Leitsatz (redaktionell)
Die 2 selbständigen Funktionsbereiche des Gehirns sind als 2 innere Organsysteme iS des BVG§31Abs5DV § 3 Buchst d anzusehen.
Normenkette
BVG § 31 Abs. 5 DV § 3 Buchst. d Fassung: 1964-07-17
Tenor
Die Revision der Beklagten gegen das Urteil des Landessozialgerichts Hamburg vom 22. Februar 1967 wird zurückgewiesen.
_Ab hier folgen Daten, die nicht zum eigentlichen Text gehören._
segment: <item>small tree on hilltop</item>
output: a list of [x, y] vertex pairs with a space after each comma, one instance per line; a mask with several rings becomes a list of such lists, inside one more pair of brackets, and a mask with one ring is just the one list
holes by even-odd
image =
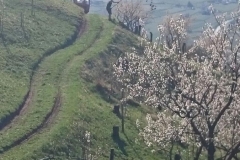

Die Beklagte hat dem Kläger die Kosten des Revisionsverfahrens zu erstatten.
Gründe
Der Kläger, geboren am 19. Dezember 1896, erhielt seit 1. Februar 1952 wegen "Zustand nach Schädelverletzung mit Hirnverletzung, Anfallsbereitschaft, Innenohrschwerhörigkeit" als Schädigungsfolgen eine Versorgungsrente nach einer Minderung der Erwerbsfähigkeit (MdE) von 100 v.H. und die einfache Pflegezulage. Im November 1961 beantragte er, ihm eine Schwerstbeschädigtenzulage nach § 31 Abs. 5 des Bundesversorgungsgesetzes (BVG) in der Fassung des Ersten Neuordnungsgesetzes (NOG) vom 27. Juni 1960 zu gewähren. Das Versorgungsamt Hamburg lehnte diesen Antrag mit Bescheid vom 16. März 1962 ab, weil die Schädigungsfolgen des Klägers nicht wenigstens 130 Punkte nach der Verordnung zur Durchführung des § 31 Abs. 5 BVG vom 17. April 1961 erreichten. Der Widerspruch blieb erfolglos (Bescheid vom 1.6.1962).
Mit der Klage machte der Kläger geltend, er sei durch die anerkannten Schädigungsfolgen gesundheitlich außergewöhnlich betroffen im Sinne der Vorschrift des § 31 Abs. 5 BVG über die Gewährung einer Schwerstbeschädigtenzulage.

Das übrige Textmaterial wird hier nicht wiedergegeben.